Nonenzymatic modifications of amino sugars in vitro.

Browning reactions of amino sugars were observed in a variety of sterile pH buffers at 25-37 degrees C. These reactions were signaled by an increase in absorbance at 273 nm, followed by an increase in absorbance at 320-360 nm. The reactions were maximal at pH 7.0 in phosphate buffer. Acidic solutions (pH less than 2.2) of 50 mM D-glucosamine hydrochloride gave only a negligible reaction and 2-acetamido-2-deoxy-D-glucose was unreactive. Half of the D-glucosamine in a 100 mM solution in sterile 0.2 M sodium phosphate buffer, pH 7.4, at 37 degrees C decomposed or was transformed in 27 h. A comparison of reactivity in generating A273 and A340 chromophores showed D-mannosamine greater than D-galactosamine greater than D-glucosamine. Permanganate oxidation of incubated glucosamine solutions afforded a compound which chromatographed like 2,5-pyrazinedicarboxylic acid and gave the same ultraviolet absorption spectrum. This, together with fractionating and thin-layer chromatography of the products of glucosamine incubation, suggests that 2,5-bis(tetrahydroxybutyl)pyrazine is formed as one of the products of autocondensation of D-glucosamine in accord with the report of Candiano et al. (1988, Carbohydr. Res. 184, 67-75) on products formed in glucosamine-lysine incubation mixtures.
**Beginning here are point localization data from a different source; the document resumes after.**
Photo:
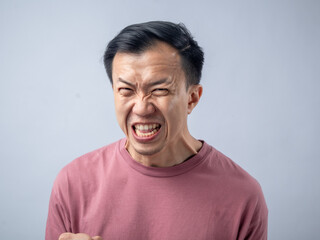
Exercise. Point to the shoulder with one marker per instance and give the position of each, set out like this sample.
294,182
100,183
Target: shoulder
232,176
89,166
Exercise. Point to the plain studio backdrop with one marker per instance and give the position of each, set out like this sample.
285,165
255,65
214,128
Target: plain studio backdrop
260,104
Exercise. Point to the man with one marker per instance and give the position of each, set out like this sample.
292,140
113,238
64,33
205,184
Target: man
159,182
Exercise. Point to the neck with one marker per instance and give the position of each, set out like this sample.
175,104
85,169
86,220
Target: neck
174,154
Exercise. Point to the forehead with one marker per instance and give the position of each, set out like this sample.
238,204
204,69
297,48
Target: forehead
159,58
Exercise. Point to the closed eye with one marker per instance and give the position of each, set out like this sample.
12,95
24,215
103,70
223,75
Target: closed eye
126,91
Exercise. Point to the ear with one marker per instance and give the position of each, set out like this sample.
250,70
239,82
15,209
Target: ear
195,93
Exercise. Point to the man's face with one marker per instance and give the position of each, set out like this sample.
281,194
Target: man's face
151,100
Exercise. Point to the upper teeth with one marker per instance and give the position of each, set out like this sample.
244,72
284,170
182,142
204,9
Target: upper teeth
146,126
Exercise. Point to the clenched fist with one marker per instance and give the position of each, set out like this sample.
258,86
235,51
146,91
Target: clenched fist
78,236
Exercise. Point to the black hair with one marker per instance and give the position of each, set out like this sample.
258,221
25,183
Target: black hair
137,38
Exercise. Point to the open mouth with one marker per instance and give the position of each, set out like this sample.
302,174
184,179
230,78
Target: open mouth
146,130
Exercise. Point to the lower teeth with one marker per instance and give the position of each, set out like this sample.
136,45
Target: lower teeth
140,134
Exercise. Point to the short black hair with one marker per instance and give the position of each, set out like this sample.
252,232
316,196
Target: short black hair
137,38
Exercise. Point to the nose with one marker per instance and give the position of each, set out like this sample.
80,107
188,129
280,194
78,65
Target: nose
143,107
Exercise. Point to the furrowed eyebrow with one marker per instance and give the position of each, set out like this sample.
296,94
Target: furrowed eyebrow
125,82
164,80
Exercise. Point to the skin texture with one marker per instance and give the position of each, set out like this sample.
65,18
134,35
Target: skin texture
150,88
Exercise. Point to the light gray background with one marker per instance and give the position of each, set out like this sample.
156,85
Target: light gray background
260,104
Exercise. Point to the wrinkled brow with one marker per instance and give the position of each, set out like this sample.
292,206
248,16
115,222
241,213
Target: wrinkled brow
158,82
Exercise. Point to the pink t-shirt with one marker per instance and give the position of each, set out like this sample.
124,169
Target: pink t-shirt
107,193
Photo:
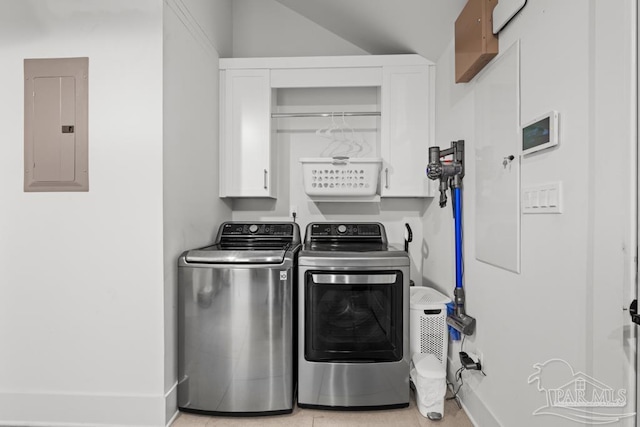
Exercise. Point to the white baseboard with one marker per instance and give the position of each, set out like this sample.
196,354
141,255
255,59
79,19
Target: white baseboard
80,410
479,414
171,404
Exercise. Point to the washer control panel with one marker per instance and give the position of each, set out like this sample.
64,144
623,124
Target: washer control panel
346,230
259,229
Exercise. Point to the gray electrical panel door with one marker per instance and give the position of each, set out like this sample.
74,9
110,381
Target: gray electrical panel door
56,124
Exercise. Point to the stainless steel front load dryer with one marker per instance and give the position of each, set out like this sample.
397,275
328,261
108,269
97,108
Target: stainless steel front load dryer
353,339
235,321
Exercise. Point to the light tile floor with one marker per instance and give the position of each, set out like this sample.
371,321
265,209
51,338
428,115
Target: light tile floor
406,417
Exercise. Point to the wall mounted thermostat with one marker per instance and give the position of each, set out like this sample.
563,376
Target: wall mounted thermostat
541,133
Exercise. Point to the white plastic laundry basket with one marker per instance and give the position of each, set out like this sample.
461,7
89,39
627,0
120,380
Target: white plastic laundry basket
341,176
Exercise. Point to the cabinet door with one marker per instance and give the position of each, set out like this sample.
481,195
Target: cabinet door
407,130
247,161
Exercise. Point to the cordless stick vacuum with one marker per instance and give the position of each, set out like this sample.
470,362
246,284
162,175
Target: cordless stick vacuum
450,174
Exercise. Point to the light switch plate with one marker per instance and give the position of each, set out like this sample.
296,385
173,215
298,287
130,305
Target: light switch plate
542,199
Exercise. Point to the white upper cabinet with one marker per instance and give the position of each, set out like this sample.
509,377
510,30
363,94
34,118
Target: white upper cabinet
407,130
247,158
247,145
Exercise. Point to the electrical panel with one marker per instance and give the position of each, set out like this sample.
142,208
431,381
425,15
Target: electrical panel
56,124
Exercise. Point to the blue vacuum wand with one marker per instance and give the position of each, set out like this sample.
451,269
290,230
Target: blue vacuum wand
450,175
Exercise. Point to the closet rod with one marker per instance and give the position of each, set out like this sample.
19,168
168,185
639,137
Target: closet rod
336,115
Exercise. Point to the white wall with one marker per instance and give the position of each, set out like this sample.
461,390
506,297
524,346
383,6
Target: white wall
577,267
192,210
81,302
267,28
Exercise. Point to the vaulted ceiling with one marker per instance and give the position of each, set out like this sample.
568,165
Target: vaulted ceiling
386,26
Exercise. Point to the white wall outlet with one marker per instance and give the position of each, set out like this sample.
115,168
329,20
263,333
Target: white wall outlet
546,198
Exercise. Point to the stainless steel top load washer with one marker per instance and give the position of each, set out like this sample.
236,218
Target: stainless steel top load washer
353,318
235,321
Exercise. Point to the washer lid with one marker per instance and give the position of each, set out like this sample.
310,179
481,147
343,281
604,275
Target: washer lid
215,255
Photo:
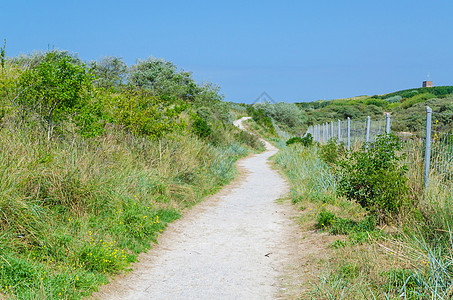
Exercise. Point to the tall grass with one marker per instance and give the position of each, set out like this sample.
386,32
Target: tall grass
412,260
73,212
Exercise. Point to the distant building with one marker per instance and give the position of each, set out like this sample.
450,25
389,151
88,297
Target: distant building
427,84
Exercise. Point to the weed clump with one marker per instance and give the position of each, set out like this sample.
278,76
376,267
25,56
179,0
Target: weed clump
375,178
306,141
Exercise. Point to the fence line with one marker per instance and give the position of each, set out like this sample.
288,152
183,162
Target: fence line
281,133
438,142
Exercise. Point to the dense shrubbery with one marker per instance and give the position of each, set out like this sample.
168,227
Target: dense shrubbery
331,152
407,107
307,140
287,115
98,160
375,178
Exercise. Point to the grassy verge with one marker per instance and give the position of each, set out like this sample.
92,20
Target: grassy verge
410,259
73,213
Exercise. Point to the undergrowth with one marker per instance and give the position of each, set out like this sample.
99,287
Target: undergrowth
73,213
408,259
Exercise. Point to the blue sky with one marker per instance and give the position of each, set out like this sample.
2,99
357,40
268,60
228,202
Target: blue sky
293,50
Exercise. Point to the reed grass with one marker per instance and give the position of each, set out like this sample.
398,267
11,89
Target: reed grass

Formation of products absorbing at 325-360 nm was inhibited by the chelator diethylene-triaminepentaacetic acid. This suggests that the later reactions may be mediated by a metal-stimulated free radical mechanism. After 4 days incubation high molecular weight products with absorbance maxima at 273 nm and 325-360 nm were detected. Some of these were retained by dialysis membranes of molecular weight cut-off greater than 3500 and greater than 12,000.